The Omaha-Council Bluffs area has slipped into severe drought, and Lincoln could be next in line as meaningful rains continue to miss the region.
Omaha is on the western edge of an area of worsening conditions in Iowa.
The National Drought Mitigation Center said severe drought now encompasses Douglas and Sarpy Counties and most of Saunders County in eastern Nebraska.
Severe drought also can be found in about a quarter of west-central Iowa, including Pottawattamie County.
Central Iowa has received less than half of its normal rainfall this summer, according to the Midwest Regional Climate Center.

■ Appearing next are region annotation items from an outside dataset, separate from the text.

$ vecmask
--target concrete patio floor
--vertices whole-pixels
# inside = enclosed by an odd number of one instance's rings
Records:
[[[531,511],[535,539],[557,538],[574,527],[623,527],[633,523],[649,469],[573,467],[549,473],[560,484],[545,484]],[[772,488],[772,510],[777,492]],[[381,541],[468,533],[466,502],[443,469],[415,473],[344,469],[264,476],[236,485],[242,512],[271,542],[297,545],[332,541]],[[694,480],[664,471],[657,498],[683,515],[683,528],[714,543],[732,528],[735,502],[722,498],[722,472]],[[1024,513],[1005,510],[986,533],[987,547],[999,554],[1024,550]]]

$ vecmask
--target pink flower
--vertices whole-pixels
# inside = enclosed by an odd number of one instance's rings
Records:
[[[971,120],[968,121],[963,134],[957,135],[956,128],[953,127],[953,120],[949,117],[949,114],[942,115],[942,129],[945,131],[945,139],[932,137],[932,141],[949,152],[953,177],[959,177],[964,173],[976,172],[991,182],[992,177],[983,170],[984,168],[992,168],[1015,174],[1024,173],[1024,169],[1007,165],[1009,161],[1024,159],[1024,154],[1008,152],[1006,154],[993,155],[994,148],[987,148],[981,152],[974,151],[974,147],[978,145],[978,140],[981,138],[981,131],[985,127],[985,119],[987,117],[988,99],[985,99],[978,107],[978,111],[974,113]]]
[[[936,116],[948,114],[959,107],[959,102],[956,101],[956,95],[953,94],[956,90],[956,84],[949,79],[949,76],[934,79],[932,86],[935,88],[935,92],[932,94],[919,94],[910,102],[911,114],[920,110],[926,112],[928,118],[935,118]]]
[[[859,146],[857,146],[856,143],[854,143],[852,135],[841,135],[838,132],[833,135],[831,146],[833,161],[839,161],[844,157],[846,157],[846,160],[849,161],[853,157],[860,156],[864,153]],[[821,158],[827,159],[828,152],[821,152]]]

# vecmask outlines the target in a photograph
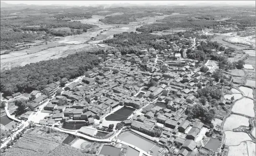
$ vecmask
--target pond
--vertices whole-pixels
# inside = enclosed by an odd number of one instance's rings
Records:
[[[7,115],[2,116],[0,117],[0,123],[4,125],[9,124],[12,120],[9,118]]]
[[[100,154],[118,156],[121,149],[109,145],[103,145]]]
[[[156,102],[155,105],[157,105],[158,106],[159,106],[160,107],[164,108],[164,109],[165,109],[166,108],[166,105],[165,104],[165,103],[163,103],[163,102]]]
[[[137,97],[139,98],[141,98],[143,97],[143,95],[144,95],[145,94],[145,93],[142,92],[140,92],[140,94],[139,94],[137,95]]]
[[[77,130],[79,129],[83,126],[87,125],[85,122],[65,122],[63,124],[62,128],[63,129],[70,130]]]
[[[205,145],[204,147],[217,152],[220,144],[221,141],[220,140],[216,139],[211,138]]]
[[[155,145],[156,144],[153,142],[132,132],[126,132],[121,133],[118,136],[118,139],[125,142],[134,145],[145,152],[147,152],[151,150],[154,152],[153,155],[154,156],[157,156],[160,153],[158,152],[161,149],[160,147]],[[153,147],[154,148],[152,148]]]
[[[65,144],[68,145],[70,143],[74,140],[75,139],[76,139],[75,137],[74,137],[72,135],[68,135],[68,136],[67,136],[67,138],[66,138],[64,139],[64,140],[63,140],[63,141],[62,142],[62,143],[64,143]]]
[[[126,156],[139,156],[139,151],[133,148],[129,147],[127,151],[127,153],[126,154]]]
[[[135,109],[130,107],[123,107],[107,116],[105,119],[107,121],[124,121],[127,119]]]
[[[106,133],[102,132],[99,132],[98,131],[97,133],[96,134],[95,136],[106,136],[109,133]]]

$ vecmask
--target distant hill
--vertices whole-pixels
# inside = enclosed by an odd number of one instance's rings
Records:
[[[28,7],[28,5],[25,4],[8,4],[4,2],[0,1],[0,7]]]

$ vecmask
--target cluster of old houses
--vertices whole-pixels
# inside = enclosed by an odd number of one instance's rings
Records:
[[[142,51],[144,54],[149,53],[153,57],[161,55],[155,54],[153,48],[147,51]],[[52,113],[51,122],[72,119],[85,120],[91,124],[94,119],[102,119],[119,105],[140,109],[147,105],[142,109],[144,115],[135,115],[131,120],[125,121],[126,125],[150,134],[157,122],[162,124],[165,127],[160,143],[169,142],[180,149],[180,155],[193,155],[192,151],[196,145],[193,139],[203,124],[186,120],[184,111],[188,105],[193,105],[195,98],[193,94],[198,89],[197,83],[204,78],[196,64],[197,61],[189,59],[163,61],[162,63],[157,61],[165,71],[152,72],[147,67],[147,71],[141,70],[141,62],[137,61],[138,58],[135,54],[126,54],[122,59],[119,52],[109,54],[107,61],[85,72],[81,81],[72,83],[62,89],[60,83],[68,82],[63,78],[49,85],[42,92],[33,91],[30,108],[35,110],[56,95],[44,108],[44,111]],[[158,58],[163,60],[160,56]],[[135,63],[131,63],[132,59]],[[152,80],[156,85],[148,87]],[[137,96],[141,94],[143,95]],[[150,102],[153,99],[157,99],[156,102]],[[164,106],[158,106],[157,102]],[[186,138],[171,136],[185,132]]]

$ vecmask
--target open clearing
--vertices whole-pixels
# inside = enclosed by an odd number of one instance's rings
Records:
[[[246,141],[247,143],[247,149],[248,150],[249,156],[255,156],[256,154],[256,149],[255,146],[255,143],[252,142],[251,141]]]
[[[231,72],[228,72],[229,74],[231,74],[232,76],[242,77],[245,75],[245,72],[242,70],[235,69],[230,70]]]
[[[1,56],[1,67],[2,68],[3,66],[9,65],[10,64],[11,64],[12,65],[19,65],[24,66],[31,63],[35,63],[50,59],[55,59],[60,58],[64,58],[69,54],[75,53],[79,49],[85,47],[88,48],[93,48],[95,46],[89,44],[70,45],[50,48],[36,53],[14,56],[7,59],[2,59]],[[5,55],[3,56],[4,55]]]
[[[244,141],[252,140],[249,136],[244,132],[234,132],[227,131],[224,132],[226,139],[226,145],[237,146]]]
[[[245,69],[254,69],[253,67],[252,67],[252,64],[245,64],[244,67]]]
[[[224,41],[233,44],[241,44],[255,47],[255,41],[249,37],[234,37],[224,38],[223,40]]]
[[[221,44],[223,46],[227,47],[233,47],[237,49],[238,50],[242,50],[246,48],[248,48],[249,46],[242,44],[234,44],[231,43],[229,43],[228,42],[222,40],[223,38],[226,38],[227,36],[225,35],[217,35],[210,40],[212,42],[217,41],[217,42]]]
[[[239,89],[243,92],[245,95],[250,98],[253,98],[253,95],[252,95],[252,89],[243,86],[240,87]]]
[[[235,88],[232,88],[231,89],[231,92],[232,92],[233,93],[241,93],[241,92],[238,91],[238,90]]]
[[[234,96],[234,100],[235,100],[242,98],[242,94],[238,93],[226,94],[225,95],[224,95],[224,98],[230,100],[232,96]]]
[[[209,129],[208,129],[206,127],[203,127],[200,130],[200,132],[198,134],[197,134],[197,136],[196,136],[196,138],[195,138],[195,141],[197,143],[201,141],[204,136],[206,137],[205,133],[207,132],[209,132]]]
[[[45,131],[43,128],[36,128],[18,139],[14,147],[48,153],[58,146],[67,136],[53,131],[47,133]]]
[[[249,126],[249,119],[246,117],[232,114],[228,118],[223,125],[223,130],[232,131],[240,125]]]
[[[248,156],[247,146],[245,142],[242,142],[238,146],[229,146],[228,156]]]
[[[213,124],[214,126],[214,128],[216,128],[217,126],[221,126],[221,123],[223,120],[221,120],[218,118],[215,118],[215,120],[212,120],[211,121],[211,122]]]
[[[81,146],[82,144],[83,144],[84,146],[85,147],[86,146],[86,145],[85,145],[85,143],[87,142],[90,143],[90,145],[88,145],[89,146],[91,146],[92,145],[92,143],[88,142],[88,141],[85,141],[83,139],[79,139],[77,140],[73,144],[72,144],[71,146],[75,148],[77,148],[77,149],[82,149],[82,148]]]
[[[254,50],[245,50],[243,51],[246,54],[249,54],[251,56],[256,56],[256,52]]]
[[[235,103],[231,111],[235,113],[244,114],[253,117],[255,116],[253,106],[253,100],[250,98],[244,98]]]
[[[249,86],[256,87],[256,82],[255,81],[247,80],[246,80],[245,85]]]
[[[49,114],[50,113],[38,112],[36,113],[35,115],[33,115],[33,119],[29,119],[30,121],[32,121],[35,123],[39,123],[39,122],[40,120],[43,119],[45,116],[46,116]]]

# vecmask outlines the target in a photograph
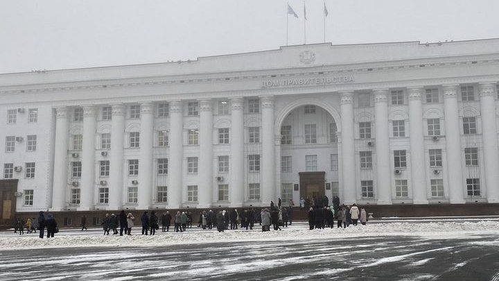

In the past week, the percentage of Iowa in drought has nearly doubled. About 60 percent of the state is in drought, up from 35 percent a week ago, according to the drought center.
Rains have bypassed much of Iowa because the storm track has been too far north, traveling through the Dakotas and touching across northeast Iowa, said Brad Small, a meteorologist with the National Weather Service.
As an example, Small pointed to the difference in rainfall between Waterloo, Iowa, where 10.62 inches have fallen this summer, and Des Moines, where 5.23 inches have fallen. Waterloo is about 90 miles northeast of Des Moines.
Small said the sudden jump in drought conditions in Iowa in the past week reflects the combined effect of a particularly dry August and the recent extreme heat.
Overall, though, conditions in Nebraska have been far worse than in Iowa.
Most of Nebraska would have little sympathy for the Omaha area, because most of the state has been in severe drought or worse since last summer. Omaha and southeast Nebraska have been the only areas to enjoy a break from drought this year.
About 91 percent of Nebraska is in drought, according to the drought center.
Al Dutcher, Nebraska state climatologist, said Lincoln has been at the intersection of abnormally dry weather and moderate drought and could fall into the severe category of drought by next week. That would likely occur if the city misses out on the rain moving through the region this weekend.
Dutcher said the 10-day forecast generally offers little promise of real relief, even though rain could come Saturday night into Sunday.
He said forecast models indicate this weekend's rain might bring only a fourth of an inch to a half-inch of rain. After that front moves through, there's little chance of a repeat of rain until the following weekend.
While hopes for drought improvement are pinned on September, Dutcher said, rain would be a mixed blessing. The land needs the rain, but a wet fall would impede the harvest.
Kathleen Cue, a horticulturist and educator for the University of Nebraska-Lincoln, advises homeowners to give their yards a good watering and to keep it up.
“Water until the ground freezes,” she said.